El sonido del cinturón de Richard lo precedía allá donde fuera. Creo que le hacía sentirse poderoso: su dinero se oía antes de verlo. Tan pronto identifiqué el tintineo y las pisadas de sus botas de piel de becerro en la escalera, tan familiares, respiré hondo y me sacudí un polvo imaginario del corpiño. Me levanté en cuanto entró en la habitación, exultante y rebosante de energía tras un viaje de negocios a Manchester. Su pendiente de oro relucía; sus ojos glaucos chispeaban.

—Fleetwood —saludó, tomándome la cabeza entre las manos.

Me mordí el labio donde él lo había besado. ¿Podía confiar en mi voz para hablar? Estábamos en la recámara, donde él sabía que me encontraría. Aunque nadie hubiese vivido en Gawthorpe antes que nosotros, era la única estancia que sentía verdaderamente mía. Me había parecido de lo más moderno que el tío de Richard, que había diseñado la casa, hubiese pensado en incluir un cuarto exclusivamente para vestirse aun cuando no tenía esposa. Naturalmente, si las mujeres diseñaran casas, las recámaras figurarían en los planos tanto como las cocinas. A mí, que venía de una casa de piedra oscura como el carbón sempiternamente cubierta por cielos plomizos, Gawthorpe, con sus tonos exuberantes y cálidos, como si el sol siempre naciese de ella, sus tres plantas de ventanales titilantes, relucientes como las joyas de la corona, y su torre central, me hacía sentir más como una princesa que como la señora de una casa. Cuando Richard me condujo por aquel laberinto de habitaciones, me mareé con toda aquella escayola fresca, todos aquellos paneles brillantes y pasillos atestados de decoradores, criados y carpinteros. Así, tendía a permanecer en lo alto de la casa, apartada del resto del mundo. Si hubiera tenido un recién nacido entre los brazos o un niño a quien bajar a dar el desayuno, habría sido otro cantar, pero mientras no fuera el caso, seguiría en mi aposento y en mi recámara, con sus magníficas vistas sobre el río Calder y Pendle Hill.
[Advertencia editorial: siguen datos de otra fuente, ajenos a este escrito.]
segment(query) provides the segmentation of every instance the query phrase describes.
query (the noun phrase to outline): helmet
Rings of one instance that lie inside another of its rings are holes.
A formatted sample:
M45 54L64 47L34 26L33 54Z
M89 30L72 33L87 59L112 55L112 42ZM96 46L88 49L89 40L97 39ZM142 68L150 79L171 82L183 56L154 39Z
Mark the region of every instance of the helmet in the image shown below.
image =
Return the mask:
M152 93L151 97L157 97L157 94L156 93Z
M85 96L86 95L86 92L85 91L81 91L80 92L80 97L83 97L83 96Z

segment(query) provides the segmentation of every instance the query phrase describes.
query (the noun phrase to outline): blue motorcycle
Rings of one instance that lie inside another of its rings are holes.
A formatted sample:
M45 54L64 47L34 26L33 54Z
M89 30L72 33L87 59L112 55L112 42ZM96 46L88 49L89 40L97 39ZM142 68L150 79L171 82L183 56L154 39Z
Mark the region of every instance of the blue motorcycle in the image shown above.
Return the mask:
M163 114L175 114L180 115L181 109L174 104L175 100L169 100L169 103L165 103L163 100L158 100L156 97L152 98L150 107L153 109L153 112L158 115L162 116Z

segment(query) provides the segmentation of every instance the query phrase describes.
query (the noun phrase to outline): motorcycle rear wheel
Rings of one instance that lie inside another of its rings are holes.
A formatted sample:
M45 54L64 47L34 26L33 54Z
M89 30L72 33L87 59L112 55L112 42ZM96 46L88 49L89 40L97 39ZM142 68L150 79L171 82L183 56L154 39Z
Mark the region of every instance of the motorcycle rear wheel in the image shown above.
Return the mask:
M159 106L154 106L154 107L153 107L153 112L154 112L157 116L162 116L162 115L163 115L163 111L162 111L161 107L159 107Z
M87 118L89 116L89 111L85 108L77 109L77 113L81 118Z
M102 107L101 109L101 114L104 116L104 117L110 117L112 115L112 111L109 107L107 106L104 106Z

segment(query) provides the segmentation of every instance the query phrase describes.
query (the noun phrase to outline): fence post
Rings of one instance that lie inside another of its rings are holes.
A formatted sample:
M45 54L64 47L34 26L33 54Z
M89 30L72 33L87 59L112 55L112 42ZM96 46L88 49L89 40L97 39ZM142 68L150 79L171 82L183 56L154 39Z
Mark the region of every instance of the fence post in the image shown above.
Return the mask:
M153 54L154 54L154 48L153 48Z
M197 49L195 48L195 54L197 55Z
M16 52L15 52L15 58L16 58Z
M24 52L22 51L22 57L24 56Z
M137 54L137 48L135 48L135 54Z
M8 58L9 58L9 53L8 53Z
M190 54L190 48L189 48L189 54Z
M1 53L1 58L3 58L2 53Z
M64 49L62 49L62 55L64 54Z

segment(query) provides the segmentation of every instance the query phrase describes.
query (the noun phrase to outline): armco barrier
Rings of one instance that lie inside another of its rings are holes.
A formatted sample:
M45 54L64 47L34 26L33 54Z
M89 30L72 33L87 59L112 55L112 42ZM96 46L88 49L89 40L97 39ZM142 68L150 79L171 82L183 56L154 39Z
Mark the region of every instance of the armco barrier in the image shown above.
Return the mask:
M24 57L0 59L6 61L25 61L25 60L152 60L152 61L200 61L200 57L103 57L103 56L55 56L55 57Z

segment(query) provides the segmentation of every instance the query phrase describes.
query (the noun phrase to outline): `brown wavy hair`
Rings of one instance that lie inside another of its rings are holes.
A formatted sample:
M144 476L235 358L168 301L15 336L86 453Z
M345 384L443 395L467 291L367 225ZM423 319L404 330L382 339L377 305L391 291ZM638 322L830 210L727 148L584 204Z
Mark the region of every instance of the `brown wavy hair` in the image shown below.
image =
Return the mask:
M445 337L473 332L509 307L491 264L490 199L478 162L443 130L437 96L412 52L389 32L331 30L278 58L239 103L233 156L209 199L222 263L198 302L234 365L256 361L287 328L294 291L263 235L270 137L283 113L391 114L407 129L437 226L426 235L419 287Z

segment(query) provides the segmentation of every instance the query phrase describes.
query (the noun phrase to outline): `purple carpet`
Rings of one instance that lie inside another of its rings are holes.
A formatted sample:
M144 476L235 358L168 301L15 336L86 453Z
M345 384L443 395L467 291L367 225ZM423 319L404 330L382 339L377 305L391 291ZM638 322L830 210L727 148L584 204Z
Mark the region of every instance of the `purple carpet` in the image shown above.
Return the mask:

—¿Otra vez de cháchara con tu ropa? —dijo.

—Es mi más fiel compañera.

Puck, mi enorme dogo de Burdeos, se desperezó en la alfombra turca; se estiraba y bostezaba mostrando una mandíbula colosal en la que podría caber mi cabeza.

—Hola, fierecilla —dijo Richard acercándose a acuclillarse junto al perro—. Dentro de poco dejarás de ser el único objeto de nuestro afecto. Vas a tener que compartirlo. —Suspiró y se puso de rodillas, exhaustas tras la cabalgada—. ¿Te encuentras bien? ¿Has descansado?

Asentí, mientras me introducía un mechón suelto en el tocado. Últimamente perdía matas de pelo negro cuando me lo peinaba.

—Estás preocupada. No tendrás... No estarás...

—Estoy bien.

«La carta. Pregúntale por la carta.» Las palabras estaban listas en la garganta, como una flecha colocada en un arco tensionado, pero en aquel rostro adorable no había sino alivio. Le sostuve la mirada un momento demasiado largo, consciente de que estaba dejando pasar mi oportunidad para interrogarlo, de que se me escurría como arena entre los dedos.

—Bueno, Manchester ha sido un éxito. James opina que debería acompañarme en estos viajes, pero yo solo me las arreglo igual de bien. Quizá solo le exaspera que me olvide de redactar los recibos; ya le he dicho que los guardo tanto en la cabeza como en la jaqueta. —Se detuvo sin prestar atención a Puck, que lo olisqueaba—. Estás muy callada.

—Richard, he leído la correspondencia de la partera. Y la del médico, que entregó una última carta.

—Lo que me recuerda...

Rebuscó entre el terciopelo esmeralda de su jubón, su rostro resplandecía con emoción infantil. Aguardé y, cuando sacó la mano, depositó en la mía un objeto extraño. Era una espadita de plata del tamaño de un abrecartas, con una empuñadura de oro reluciente, pero tenía la punta roma y un sinfín de esferas diminutas que colgaban de ganchitos minúsculos. La giré sobre la palma de la mano y emitió un tintineo agradable.

—Es un sonajero. —Sonreía mientras lo agitaba y sonaba como unos caballos que frenan el paso—. Son cascabeles, mira. Es para nuestro hijo.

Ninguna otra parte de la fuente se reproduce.